All the same, both mountaineers are married with small children, and the dangers of alpinism clearly have an impact on their families. In the film, Tommy’s wife Becca sums up her feelings before he embarks on the expedition, saying: “He’s most ‘Tommy’ when he gets to do this. But they are climbing a mountain that could potentially be a dangerous climb. I haven’t made it past that yet.” Tommy admits he contemplates the effect of his job on his family a great deal. “It’s very natural to question these things,” he says. “In base camp during bad weather days I think about my wife a lot, and it makes me consider the kinds of mountains that we’re climbing.

“But honestly, we pick objectives that we think are conservative. We could certainly go and climb giant Himalayan peaks and make it way more dangerous. But we’re picking objectives that we feel we’re uniquely suited to make safe, even if most of the rest of the world would see them as quite deadly.”
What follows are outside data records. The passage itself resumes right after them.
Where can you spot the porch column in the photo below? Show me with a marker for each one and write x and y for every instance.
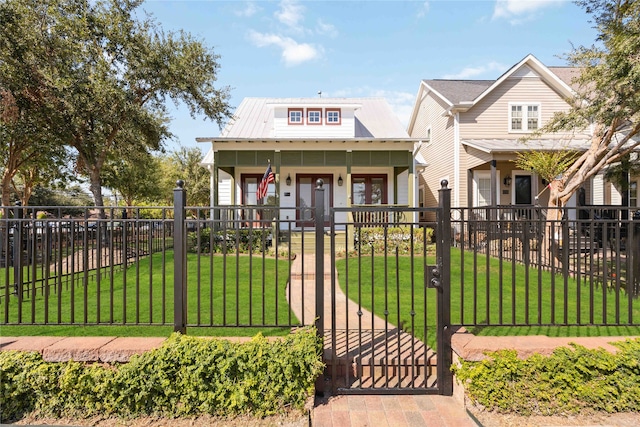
(494, 192)
(215, 199)
(469, 188)
(277, 161)
(348, 180)
(411, 187)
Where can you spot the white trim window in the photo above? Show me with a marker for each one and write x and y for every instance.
(482, 188)
(295, 116)
(314, 116)
(524, 117)
(333, 116)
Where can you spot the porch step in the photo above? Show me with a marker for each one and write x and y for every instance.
(379, 360)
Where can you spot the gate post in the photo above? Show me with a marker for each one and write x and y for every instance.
(319, 224)
(443, 253)
(17, 253)
(179, 259)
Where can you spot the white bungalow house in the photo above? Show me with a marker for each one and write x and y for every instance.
(357, 146)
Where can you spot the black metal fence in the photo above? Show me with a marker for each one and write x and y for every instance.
(547, 267)
(510, 266)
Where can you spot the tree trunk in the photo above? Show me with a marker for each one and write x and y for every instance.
(552, 236)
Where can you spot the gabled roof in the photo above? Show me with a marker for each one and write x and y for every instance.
(461, 95)
(253, 119)
(458, 91)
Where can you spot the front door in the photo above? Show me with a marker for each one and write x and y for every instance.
(305, 190)
(523, 194)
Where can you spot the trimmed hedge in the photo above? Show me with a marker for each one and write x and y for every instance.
(187, 376)
(571, 380)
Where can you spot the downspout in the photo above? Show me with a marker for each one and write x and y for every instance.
(456, 160)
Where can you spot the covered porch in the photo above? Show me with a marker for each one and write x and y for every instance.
(368, 174)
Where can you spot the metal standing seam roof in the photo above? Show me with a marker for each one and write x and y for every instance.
(253, 119)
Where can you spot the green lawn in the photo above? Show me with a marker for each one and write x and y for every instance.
(488, 293)
(236, 295)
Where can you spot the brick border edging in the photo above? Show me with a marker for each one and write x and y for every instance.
(470, 347)
(90, 349)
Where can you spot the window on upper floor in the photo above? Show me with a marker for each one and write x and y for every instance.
(333, 116)
(314, 116)
(295, 116)
(524, 117)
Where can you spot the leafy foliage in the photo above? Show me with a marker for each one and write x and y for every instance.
(573, 379)
(95, 77)
(381, 239)
(187, 376)
(246, 240)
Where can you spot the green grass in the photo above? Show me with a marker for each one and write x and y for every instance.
(235, 296)
(488, 294)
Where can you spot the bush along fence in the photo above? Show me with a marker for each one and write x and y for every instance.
(187, 376)
(191, 267)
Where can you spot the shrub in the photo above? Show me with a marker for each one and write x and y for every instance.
(245, 240)
(187, 376)
(403, 238)
(572, 379)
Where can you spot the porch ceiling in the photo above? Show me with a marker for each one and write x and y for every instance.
(514, 145)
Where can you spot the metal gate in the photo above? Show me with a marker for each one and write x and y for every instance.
(389, 327)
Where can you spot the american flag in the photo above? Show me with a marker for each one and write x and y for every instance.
(264, 183)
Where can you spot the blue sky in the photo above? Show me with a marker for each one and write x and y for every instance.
(294, 48)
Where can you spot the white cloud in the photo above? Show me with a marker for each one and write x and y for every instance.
(423, 10)
(401, 103)
(248, 11)
(519, 10)
(481, 70)
(293, 53)
(290, 14)
(326, 29)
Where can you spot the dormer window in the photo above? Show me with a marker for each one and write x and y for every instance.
(295, 116)
(524, 117)
(314, 116)
(333, 116)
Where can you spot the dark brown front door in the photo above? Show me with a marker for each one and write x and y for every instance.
(306, 197)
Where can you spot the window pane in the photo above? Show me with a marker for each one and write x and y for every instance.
(516, 117)
(523, 190)
(359, 191)
(250, 188)
(484, 191)
(377, 191)
(532, 117)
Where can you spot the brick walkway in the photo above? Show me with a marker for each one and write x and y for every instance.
(368, 410)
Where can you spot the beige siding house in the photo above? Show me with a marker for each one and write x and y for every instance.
(474, 130)
(357, 146)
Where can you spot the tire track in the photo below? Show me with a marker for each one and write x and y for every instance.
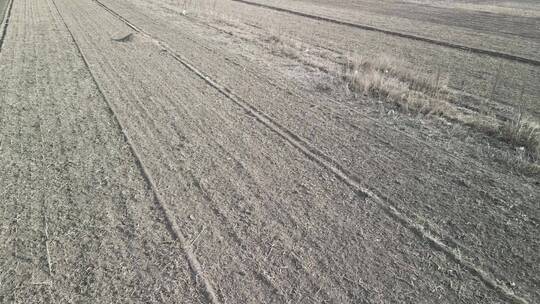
(430, 234)
(5, 24)
(173, 228)
(401, 35)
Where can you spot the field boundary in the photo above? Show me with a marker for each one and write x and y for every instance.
(424, 232)
(446, 44)
(4, 23)
(170, 223)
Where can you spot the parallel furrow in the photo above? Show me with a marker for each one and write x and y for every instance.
(330, 164)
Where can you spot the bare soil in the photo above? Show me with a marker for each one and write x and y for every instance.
(153, 157)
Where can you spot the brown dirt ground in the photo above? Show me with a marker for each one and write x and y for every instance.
(244, 180)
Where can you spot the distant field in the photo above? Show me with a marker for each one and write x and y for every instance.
(212, 151)
(3, 5)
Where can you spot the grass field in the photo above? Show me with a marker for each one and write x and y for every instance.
(159, 151)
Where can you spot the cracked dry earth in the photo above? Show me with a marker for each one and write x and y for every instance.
(141, 162)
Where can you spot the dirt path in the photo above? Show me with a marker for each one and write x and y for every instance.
(468, 72)
(519, 35)
(488, 214)
(234, 185)
(78, 221)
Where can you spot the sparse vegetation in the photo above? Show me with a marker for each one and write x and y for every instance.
(384, 78)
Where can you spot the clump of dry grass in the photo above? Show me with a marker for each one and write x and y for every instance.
(386, 78)
(383, 77)
(524, 133)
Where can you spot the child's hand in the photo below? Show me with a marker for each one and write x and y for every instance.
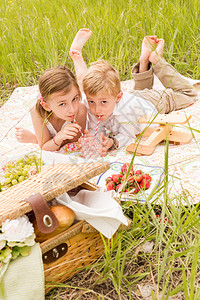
(106, 144)
(69, 132)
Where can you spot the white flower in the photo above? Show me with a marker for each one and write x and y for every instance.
(17, 230)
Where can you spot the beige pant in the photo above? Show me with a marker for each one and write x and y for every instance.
(178, 93)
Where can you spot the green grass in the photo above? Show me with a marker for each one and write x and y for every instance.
(35, 35)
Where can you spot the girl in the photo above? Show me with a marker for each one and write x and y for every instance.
(58, 116)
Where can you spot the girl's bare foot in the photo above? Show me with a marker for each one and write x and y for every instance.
(156, 55)
(76, 56)
(147, 48)
(80, 66)
(25, 136)
(80, 39)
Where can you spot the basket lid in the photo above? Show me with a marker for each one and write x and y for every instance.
(50, 183)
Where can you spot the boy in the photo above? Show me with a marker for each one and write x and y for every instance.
(119, 111)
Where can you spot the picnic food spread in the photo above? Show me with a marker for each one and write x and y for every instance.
(18, 171)
(131, 181)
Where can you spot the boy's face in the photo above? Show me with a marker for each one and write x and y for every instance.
(102, 104)
(64, 106)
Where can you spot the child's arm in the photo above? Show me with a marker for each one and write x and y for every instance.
(45, 140)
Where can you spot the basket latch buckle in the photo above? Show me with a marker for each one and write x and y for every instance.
(46, 220)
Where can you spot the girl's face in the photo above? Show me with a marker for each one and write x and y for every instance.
(64, 105)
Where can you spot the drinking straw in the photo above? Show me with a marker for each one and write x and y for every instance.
(97, 126)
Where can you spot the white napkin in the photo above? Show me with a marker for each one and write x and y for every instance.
(98, 208)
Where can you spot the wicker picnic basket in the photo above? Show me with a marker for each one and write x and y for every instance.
(80, 245)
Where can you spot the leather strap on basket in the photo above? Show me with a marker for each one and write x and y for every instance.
(46, 220)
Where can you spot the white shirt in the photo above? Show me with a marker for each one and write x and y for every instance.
(123, 122)
(51, 129)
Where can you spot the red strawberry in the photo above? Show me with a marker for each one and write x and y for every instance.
(124, 168)
(108, 179)
(118, 187)
(123, 177)
(130, 179)
(147, 177)
(138, 177)
(144, 184)
(138, 172)
(117, 178)
(110, 186)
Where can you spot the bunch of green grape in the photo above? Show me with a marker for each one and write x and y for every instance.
(17, 171)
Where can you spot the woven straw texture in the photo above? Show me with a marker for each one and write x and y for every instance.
(50, 183)
(83, 250)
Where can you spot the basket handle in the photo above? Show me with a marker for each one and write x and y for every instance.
(46, 220)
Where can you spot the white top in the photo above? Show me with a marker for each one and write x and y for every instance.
(123, 122)
(51, 129)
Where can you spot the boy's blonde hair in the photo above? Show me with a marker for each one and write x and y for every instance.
(58, 79)
(101, 76)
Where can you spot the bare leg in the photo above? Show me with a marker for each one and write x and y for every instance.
(80, 66)
(76, 53)
(25, 136)
(156, 55)
(147, 48)
(80, 39)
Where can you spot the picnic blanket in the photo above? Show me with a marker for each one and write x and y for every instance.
(184, 163)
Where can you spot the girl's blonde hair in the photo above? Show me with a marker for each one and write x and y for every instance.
(101, 76)
(55, 80)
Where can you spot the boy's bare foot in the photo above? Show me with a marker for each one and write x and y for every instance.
(75, 55)
(80, 66)
(147, 48)
(25, 136)
(80, 39)
(156, 55)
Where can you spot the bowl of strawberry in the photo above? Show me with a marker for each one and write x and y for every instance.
(131, 183)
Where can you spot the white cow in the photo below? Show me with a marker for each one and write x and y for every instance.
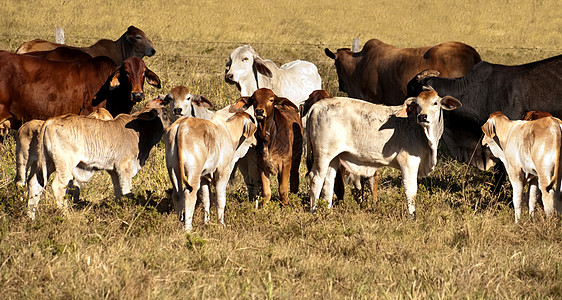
(294, 80)
(27, 144)
(199, 152)
(362, 137)
(77, 146)
(530, 152)
(249, 72)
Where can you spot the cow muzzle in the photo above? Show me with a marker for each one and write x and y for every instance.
(137, 96)
(177, 111)
(260, 114)
(229, 78)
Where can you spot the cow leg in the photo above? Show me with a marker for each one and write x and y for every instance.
(284, 183)
(247, 166)
(517, 181)
(190, 198)
(266, 188)
(317, 177)
(532, 196)
(374, 186)
(410, 183)
(547, 195)
(62, 177)
(221, 198)
(205, 199)
(328, 188)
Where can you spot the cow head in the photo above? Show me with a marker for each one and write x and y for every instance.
(241, 69)
(344, 67)
(314, 97)
(131, 75)
(181, 100)
(427, 107)
(141, 45)
(417, 83)
(264, 102)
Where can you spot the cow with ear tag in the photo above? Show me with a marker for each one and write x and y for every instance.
(279, 140)
(363, 137)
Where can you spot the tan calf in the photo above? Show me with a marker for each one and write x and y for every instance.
(530, 152)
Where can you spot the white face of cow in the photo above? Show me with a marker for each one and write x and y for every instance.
(240, 64)
(427, 106)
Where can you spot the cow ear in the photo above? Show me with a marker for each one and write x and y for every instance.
(261, 67)
(148, 115)
(285, 102)
(409, 105)
(114, 82)
(241, 104)
(329, 53)
(152, 78)
(489, 128)
(249, 127)
(450, 103)
(201, 101)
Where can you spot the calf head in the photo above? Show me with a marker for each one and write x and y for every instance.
(181, 100)
(344, 66)
(427, 107)
(264, 102)
(142, 46)
(243, 64)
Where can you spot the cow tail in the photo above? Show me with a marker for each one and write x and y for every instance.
(179, 139)
(42, 156)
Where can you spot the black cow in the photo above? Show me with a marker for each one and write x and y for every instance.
(513, 90)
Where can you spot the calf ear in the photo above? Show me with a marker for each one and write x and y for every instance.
(329, 53)
(201, 101)
(261, 67)
(285, 102)
(489, 128)
(450, 103)
(114, 82)
(241, 104)
(409, 105)
(249, 127)
(152, 78)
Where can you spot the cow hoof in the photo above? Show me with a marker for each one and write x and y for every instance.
(412, 216)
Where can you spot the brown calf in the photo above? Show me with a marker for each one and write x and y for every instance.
(279, 140)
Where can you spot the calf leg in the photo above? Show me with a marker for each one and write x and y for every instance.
(410, 183)
(221, 198)
(266, 188)
(206, 199)
(532, 196)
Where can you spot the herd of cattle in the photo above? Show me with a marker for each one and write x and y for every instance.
(73, 105)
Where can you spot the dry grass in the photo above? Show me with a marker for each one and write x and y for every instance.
(463, 244)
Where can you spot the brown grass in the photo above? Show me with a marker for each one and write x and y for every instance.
(463, 244)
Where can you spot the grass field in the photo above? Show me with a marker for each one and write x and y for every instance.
(463, 244)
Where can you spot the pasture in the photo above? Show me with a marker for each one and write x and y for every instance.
(463, 244)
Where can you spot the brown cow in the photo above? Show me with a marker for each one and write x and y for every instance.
(379, 73)
(132, 43)
(37, 88)
(535, 115)
(279, 140)
(62, 54)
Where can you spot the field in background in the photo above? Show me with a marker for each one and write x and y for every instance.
(463, 244)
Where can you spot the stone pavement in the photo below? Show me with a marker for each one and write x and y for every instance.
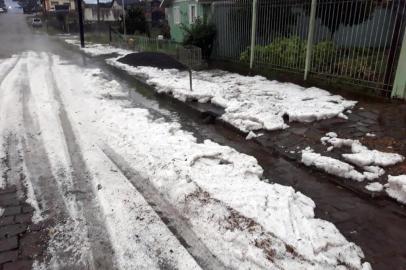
(21, 241)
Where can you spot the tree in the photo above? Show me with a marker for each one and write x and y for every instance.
(332, 14)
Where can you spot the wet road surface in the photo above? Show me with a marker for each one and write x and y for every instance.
(378, 227)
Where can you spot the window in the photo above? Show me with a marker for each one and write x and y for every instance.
(192, 14)
(176, 15)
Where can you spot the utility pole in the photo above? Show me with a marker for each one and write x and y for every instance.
(310, 38)
(253, 31)
(124, 27)
(98, 13)
(80, 14)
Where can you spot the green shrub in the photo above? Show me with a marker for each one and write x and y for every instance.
(285, 51)
(202, 35)
(323, 54)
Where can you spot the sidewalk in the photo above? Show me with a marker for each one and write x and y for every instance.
(261, 109)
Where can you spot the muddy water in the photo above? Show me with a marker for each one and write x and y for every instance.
(379, 227)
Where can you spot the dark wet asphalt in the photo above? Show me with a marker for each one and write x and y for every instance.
(379, 227)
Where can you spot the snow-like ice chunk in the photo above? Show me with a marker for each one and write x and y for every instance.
(374, 187)
(366, 157)
(331, 166)
(95, 49)
(250, 103)
(251, 135)
(230, 182)
(396, 187)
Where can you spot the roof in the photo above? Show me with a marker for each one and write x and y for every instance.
(168, 3)
(101, 2)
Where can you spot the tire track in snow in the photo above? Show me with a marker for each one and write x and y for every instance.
(178, 225)
(47, 193)
(8, 70)
(97, 232)
(36, 159)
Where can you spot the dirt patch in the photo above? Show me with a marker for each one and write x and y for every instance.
(151, 59)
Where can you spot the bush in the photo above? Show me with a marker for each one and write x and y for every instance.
(291, 52)
(202, 35)
(363, 67)
(286, 51)
(323, 53)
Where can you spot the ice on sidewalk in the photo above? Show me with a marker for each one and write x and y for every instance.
(250, 103)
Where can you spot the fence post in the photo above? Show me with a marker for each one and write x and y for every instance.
(310, 38)
(399, 85)
(253, 31)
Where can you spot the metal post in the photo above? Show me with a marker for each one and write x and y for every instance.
(190, 79)
(399, 85)
(310, 38)
(110, 37)
(253, 31)
(80, 15)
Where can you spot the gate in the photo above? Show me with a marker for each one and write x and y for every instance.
(352, 41)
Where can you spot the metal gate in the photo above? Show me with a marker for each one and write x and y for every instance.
(352, 41)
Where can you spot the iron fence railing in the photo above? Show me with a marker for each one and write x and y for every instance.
(355, 41)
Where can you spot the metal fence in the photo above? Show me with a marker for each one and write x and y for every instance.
(191, 56)
(353, 41)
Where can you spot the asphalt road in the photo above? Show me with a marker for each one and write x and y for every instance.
(377, 228)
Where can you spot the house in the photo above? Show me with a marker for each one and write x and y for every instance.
(59, 5)
(154, 14)
(183, 13)
(105, 12)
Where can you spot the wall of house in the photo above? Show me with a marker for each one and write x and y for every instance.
(50, 4)
(177, 32)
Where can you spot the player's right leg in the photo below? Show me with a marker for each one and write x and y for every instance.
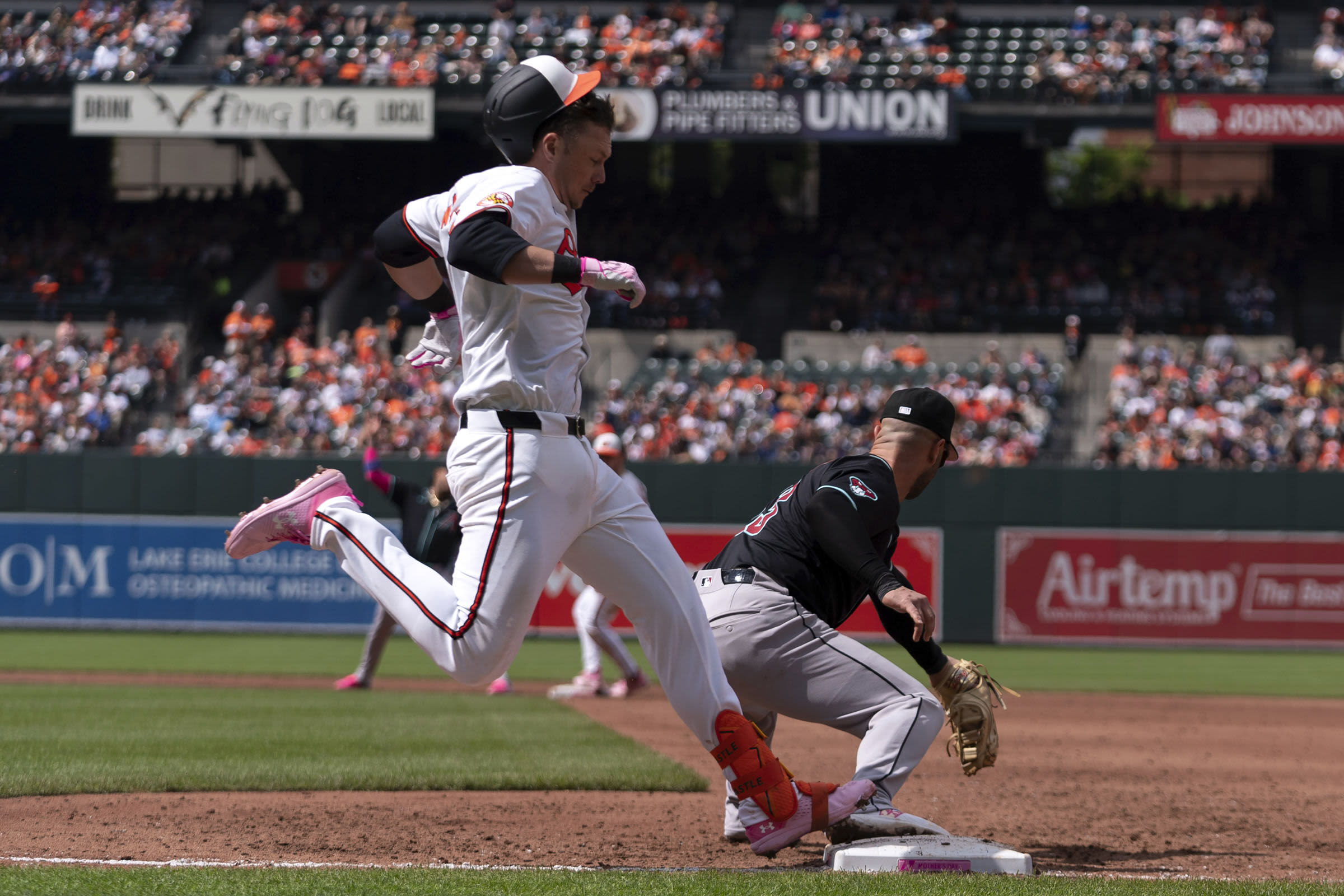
(733, 828)
(516, 508)
(783, 657)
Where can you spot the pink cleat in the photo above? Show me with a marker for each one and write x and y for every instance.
(288, 519)
(351, 683)
(882, 823)
(769, 837)
(626, 687)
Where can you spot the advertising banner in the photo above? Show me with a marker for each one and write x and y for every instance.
(1148, 586)
(172, 573)
(155, 571)
(918, 555)
(890, 116)
(1312, 119)
(272, 113)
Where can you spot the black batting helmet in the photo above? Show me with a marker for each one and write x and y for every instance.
(525, 97)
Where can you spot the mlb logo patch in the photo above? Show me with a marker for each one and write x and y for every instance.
(861, 489)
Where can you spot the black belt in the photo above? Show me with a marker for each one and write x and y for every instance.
(530, 421)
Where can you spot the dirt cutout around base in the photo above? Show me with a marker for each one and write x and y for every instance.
(1237, 787)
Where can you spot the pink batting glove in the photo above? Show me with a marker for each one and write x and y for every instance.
(441, 344)
(374, 472)
(616, 276)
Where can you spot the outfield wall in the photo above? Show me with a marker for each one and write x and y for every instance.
(1287, 586)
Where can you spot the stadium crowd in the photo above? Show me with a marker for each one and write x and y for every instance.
(82, 390)
(1089, 58)
(97, 41)
(380, 46)
(106, 254)
(284, 396)
(1186, 408)
(727, 405)
(993, 261)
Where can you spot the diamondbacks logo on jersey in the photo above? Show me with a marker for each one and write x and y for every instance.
(861, 489)
(765, 516)
(568, 248)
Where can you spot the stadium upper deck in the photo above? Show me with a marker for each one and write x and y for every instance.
(1039, 53)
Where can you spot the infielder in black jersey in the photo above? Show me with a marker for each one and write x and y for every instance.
(780, 589)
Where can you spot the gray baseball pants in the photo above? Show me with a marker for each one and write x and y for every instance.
(781, 659)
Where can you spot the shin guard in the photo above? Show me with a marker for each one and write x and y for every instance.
(757, 774)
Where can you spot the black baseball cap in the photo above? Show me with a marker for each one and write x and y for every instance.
(928, 408)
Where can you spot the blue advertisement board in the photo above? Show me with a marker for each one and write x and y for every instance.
(166, 573)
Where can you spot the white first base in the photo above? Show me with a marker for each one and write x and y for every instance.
(928, 853)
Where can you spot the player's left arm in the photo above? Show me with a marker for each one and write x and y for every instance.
(902, 629)
(846, 535)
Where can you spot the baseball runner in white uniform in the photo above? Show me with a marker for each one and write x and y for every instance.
(593, 613)
(529, 487)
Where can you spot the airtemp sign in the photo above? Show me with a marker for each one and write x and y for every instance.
(273, 113)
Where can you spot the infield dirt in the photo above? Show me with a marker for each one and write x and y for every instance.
(1241, 787)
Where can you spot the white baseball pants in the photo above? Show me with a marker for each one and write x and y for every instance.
(531, 499)
(593, 617)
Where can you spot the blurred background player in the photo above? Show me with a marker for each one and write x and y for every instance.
(431, 533)
(593, 613)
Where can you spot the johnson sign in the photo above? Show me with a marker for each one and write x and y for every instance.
(1061, 586)
(1250, 119)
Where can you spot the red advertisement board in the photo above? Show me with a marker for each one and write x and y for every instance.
(918, 555)
(1155, 586)
(1250, 119)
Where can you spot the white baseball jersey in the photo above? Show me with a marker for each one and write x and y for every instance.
(635, 483)
(523, 347)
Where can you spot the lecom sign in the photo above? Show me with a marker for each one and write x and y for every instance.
(1156, 586)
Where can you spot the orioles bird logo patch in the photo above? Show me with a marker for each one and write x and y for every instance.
(858, 487)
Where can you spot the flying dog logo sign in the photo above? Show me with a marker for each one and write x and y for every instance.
(1170, 586)
(314, 113)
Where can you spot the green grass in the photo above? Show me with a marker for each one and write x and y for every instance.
(284, 881)
(1300, 673)
(61, 739)
(1140, 671)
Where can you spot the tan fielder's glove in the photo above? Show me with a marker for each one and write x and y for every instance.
(969, 696)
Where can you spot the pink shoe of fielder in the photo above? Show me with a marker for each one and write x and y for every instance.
(288, 519)
(769, 837)
(350, 683)
(628, 685)
(881, 823)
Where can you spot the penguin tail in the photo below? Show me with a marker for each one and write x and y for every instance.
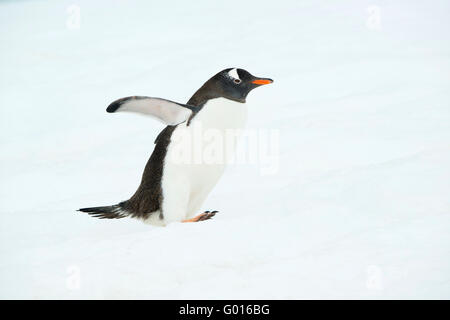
(116, 211)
What makes the documentary so compelling is that it is as much about friendship as it is about mountaineering. “It’s not really a climbing film,” says Alex. “The trip has never been about climbing the Devil’s Thumb. It’s about spending two months with Tommy and helping him achieve his dream of making his big comeback. That’s thereason I’m here.”

Tommy agrees. “I love climbing but it’s just a venue to experience people and experience the world in the best way possible.”

He believes he and Alex truly bonded during the climb because “you know the only thing keeping you alive is your trust in your climbing partner and your best friend”.

They are both clearly deeply affected to have shared the experience of scaling the five peaks of the Devil’s Thumb in record-breaking time. “Partnership and brotherhood” is how Tommy views their journey.

“Climbing really brings you together with your friends, especially in this world where guys don’t have that a lot. We’re in this era where dudes need to be better friends with each other, and climbing is a great way to do that.”

The pair also hope their work is inspirational. Tommy says their achievements tap into “this idea of having a really big goal that drives your life. I think people are moved by that.”

Alex chips in, remembering the reaction to Free Solo. “The general sentiment with that film is that people are inspired by the effort and inspired by the gumption to take on a big challenge like that. I don’t think anybody who watches Free Solo wants to go free-soloing,” he says.

He felt that the audiences hemet in cinemas often felt inspired to take on their own challenges in response. “They’d say, ‘I’m going to sign up for that half-marathon I’ve been putting off,’ or whatever. The challenge doesn’t need to be death-defying rock climbing.It’s just a way to harness that motivation to do something.”

Before we part, we return to the subject we began with: Alex possibly free-climbing the Empire State Building. I joke that when he reaches the top, he will have to face the fearsome task of fighting King Kong.

“I’ll do my best,” Alex says with a winning smile.

And you get the feeling he would triumph in that ultimate fight. Nothing seems to be beyond these two superhumans.